Patients enrolled in STRIVE were randomized to receive either placebo, or one of
two AMG 334 doses, 70mg or 140mg, subcutaneously, once monthly, for six
months.[1] Patients experienced between four and 14 migraine days each month,
with an average of 8.3 migraine days per month at baseline.[1] Over the last
three months of the double-blind treatment phase, patients in the 70mg and
140mg AMG 334 treatment arms experienced a statistically significant 3.2-day and
3.7-day reduction from baseline in mean monthly migraine days, respectively, as
compared to a 1.8-day reduction in the placebo arm.[1]

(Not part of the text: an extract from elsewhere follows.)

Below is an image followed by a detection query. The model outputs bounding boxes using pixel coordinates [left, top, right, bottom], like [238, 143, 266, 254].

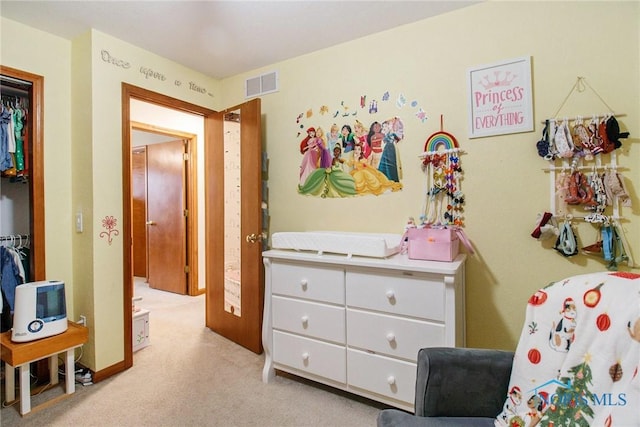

The safety profile of AMG 334 was comparable to placebo across both treatment
arms over the six-month double-blind evaluation.[1] The most frequently reported
adverse events were nasopharyngitis, upper respiratory tract infection and
sinusitis.[1]
Further analysis of the STRIVE data is ongoing. Positive results from ARISE, the
first Phase III study of AMG 334 in episodic migraine prevention, and results
from a Phase II study of AMG 334 in chronic migraine prevention, were announced
earlier this year.[3,4] These data will help support discussions with regulatory
agencies, with filing anticipated in 2017.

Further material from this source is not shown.